Amod Kumar Pandey created AVRO-1905:
---------------------------------------

             Summary: Backward and forward compatible
                 Key: AVRO-1905
                 URL: https://issues.apache.org/jira/browse/AVRO-1905
             Project: Avro
          Issue Type: Bug
          Components: java
            Reporter: Amod Kumar Pandey


I am under the understanding that Avro is both backward and forward compatible (for certain schema changes).
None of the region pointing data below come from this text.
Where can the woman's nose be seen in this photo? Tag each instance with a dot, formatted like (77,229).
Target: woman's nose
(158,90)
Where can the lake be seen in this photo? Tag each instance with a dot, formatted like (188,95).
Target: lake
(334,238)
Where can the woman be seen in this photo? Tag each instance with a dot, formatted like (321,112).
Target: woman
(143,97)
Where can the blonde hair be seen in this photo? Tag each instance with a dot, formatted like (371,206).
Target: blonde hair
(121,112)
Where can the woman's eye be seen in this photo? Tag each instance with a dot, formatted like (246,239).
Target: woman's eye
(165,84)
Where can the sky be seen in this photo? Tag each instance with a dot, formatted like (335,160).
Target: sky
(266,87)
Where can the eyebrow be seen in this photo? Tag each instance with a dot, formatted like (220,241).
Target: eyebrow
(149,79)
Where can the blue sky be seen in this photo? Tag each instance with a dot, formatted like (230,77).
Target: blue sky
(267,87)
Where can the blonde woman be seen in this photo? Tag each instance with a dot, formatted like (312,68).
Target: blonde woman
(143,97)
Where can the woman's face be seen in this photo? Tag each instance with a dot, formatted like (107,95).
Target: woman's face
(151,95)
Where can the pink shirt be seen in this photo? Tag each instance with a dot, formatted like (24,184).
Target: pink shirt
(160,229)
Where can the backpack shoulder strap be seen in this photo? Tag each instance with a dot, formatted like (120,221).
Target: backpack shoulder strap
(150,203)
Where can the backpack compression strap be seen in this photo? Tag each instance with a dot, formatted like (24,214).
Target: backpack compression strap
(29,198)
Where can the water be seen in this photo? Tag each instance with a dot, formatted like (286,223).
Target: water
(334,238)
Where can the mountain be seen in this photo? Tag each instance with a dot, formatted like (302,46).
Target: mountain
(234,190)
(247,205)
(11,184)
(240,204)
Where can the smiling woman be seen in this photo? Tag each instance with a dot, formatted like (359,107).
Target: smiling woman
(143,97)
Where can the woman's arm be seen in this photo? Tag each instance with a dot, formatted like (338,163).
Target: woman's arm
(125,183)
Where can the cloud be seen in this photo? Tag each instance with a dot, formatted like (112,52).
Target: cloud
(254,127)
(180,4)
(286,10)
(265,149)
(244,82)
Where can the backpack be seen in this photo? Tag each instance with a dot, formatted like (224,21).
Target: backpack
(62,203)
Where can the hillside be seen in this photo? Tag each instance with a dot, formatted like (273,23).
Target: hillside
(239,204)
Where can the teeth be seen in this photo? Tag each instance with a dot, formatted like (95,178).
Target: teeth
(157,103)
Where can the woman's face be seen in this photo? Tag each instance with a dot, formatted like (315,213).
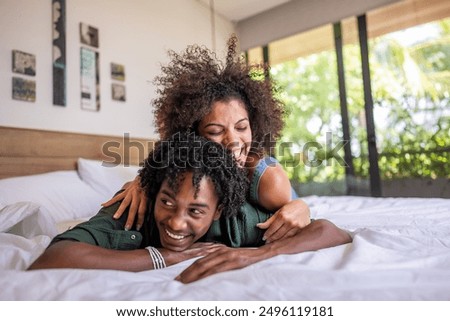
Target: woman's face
(183,218)
(229,125)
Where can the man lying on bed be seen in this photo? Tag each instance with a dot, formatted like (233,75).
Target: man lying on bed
(198,209)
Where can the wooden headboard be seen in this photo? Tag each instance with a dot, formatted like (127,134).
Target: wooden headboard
(30,151)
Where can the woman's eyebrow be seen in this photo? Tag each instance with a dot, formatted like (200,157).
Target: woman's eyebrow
(167,192)
(199,204)
(217,124)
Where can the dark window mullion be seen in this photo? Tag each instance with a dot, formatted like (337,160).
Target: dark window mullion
(349,171)
(374,172)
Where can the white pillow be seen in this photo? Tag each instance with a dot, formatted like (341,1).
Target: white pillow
(104,179)
(62,193)
(27,219)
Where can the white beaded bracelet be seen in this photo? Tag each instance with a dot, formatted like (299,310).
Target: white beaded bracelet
(157,258)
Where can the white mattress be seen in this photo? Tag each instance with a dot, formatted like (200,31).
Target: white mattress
(400,251)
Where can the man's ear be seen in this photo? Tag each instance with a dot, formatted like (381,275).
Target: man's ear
(218,212)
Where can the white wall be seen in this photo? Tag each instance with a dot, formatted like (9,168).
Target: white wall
(135,33)
(297,16)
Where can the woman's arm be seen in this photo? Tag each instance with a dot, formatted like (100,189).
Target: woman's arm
(73,254)
(133,197)
(317,235)
(274,194)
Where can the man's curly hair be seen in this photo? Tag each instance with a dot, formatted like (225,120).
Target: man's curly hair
(187,152)
(195,79)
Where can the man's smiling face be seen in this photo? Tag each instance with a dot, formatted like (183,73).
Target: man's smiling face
(181,217)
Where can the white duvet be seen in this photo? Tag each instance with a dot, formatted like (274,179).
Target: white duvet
(400,251)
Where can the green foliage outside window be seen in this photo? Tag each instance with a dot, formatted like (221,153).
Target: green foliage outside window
(411,92)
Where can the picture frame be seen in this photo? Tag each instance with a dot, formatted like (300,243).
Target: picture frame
(89,35)
(117,71)
(90,79)
(23,63)
(23,89)
(118,92)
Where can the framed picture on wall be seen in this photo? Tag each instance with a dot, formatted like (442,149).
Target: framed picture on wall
(23,89)
(23,63)
(117,71)
(90,79)
(88,35)
(118,92)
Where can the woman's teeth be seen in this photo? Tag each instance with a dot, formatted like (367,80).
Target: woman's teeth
(174,236)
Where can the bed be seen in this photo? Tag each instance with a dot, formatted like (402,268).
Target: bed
(400,249)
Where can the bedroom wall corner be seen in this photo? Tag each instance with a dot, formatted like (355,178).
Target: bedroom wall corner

But as per my test it is neither backward nor forward compatible.

Maven project with avro

{"namespace": "example.avro",
 "type": "record",
 "name": "user",
 "fields": [
     {"name": "name", "type": "string"},
     {"name": "favorite_number",  "type": "int"}
 ]
}

Producer

public class Producer {
  public static void main(String[] args) throws IOException {
    try (ByteArrayOutputStream outputStream = new ByteArrayOutputStream()) {
      user u1 = user.newBuilder().setFavoriteNumber(1).setName("Amod").build();
      writeBinaryEncodedAvro(u1, outputStream);
      user u2 = user.newBuilder().setFavoriteNumber(2).setName("Pandey").build();
      writeBinaryEncodedAvro(u2, outputStream);
      System.out.println(Arrays.toString(outputStream.toByteArray()));
    }
  }

  static void writeBinaryEncodedAvro(SpecificRecord specificRecord, OutputStream os) throws IOException {
    BinaryEncoder binaryEncoder = EncoderFactory.get().binaryEncoder(os, null);
    @SuppressWarnings("unchecked")
    DatumWriter<SpecificRecord> datumWriter =
        new SpecificDatumWriter<SpecificRecord>((Class<SpecificRecord>) specificRecord.getClass());
    datumWriter.write(specificRecord, binaryEncoder);
    binaryEncoder.flush();
  }

}

Consumer 

public class Consumer {
  public static void main(String[] args) throws IOException {
    byte[] data = {8, 65, 109, 111, 100, 2, 10, 103, 114, 101, 101, 110};
    try (ByteArrayInputStream inputStream = new ByteArrayInputStream(data)) {
      System.out.println(fromBinaryMulti(inputStream));
    }
  }

  static user fromBinary(InputStream is) throws IOException {
    BinaryDecoder binaryDecoder = DecoderFactory.get().binaryDecoder(is, null);
    DatumReader<user> datumReader = new SpecificDatumReader<user>(user.class);
    return datumReader.read(null, binaryDecoder);
  }

  static List<user> fromBinaryMulti(InputStream is) throws IOException {
    List<user> users = new ArrayList<user>();
    BinaryDecoder binaryDecoder = DecoderFactory.get().binaryDecoder(is, null);
    while (!binaryDecoder.isEnd()) {
      DatumReader<user> datumReader = new SpecificDatumReader<user>(user.class);
      users.add(datumReader.read(null, binaryDecoder));
    }
    return users;
  }

}

I changed the schema to 

{"namespace": "example.avro",
 "type": "record",
 "name": "user",
 "fields": [
     {"name": "name", "type": "string"},
     {"name": "favorite_number",  "type": "int"},
     {"name": "favorite_color", "type": "string", "default": "green"}
 ]
}

The following does not work.

Consume code using new schema generated code cannot consume byte array generated by old schema.

Consume code using old schema generated code cannot consume byte array generated with new schema.

Is there a problem in the way I am trying to understand the forward or backward compatibility.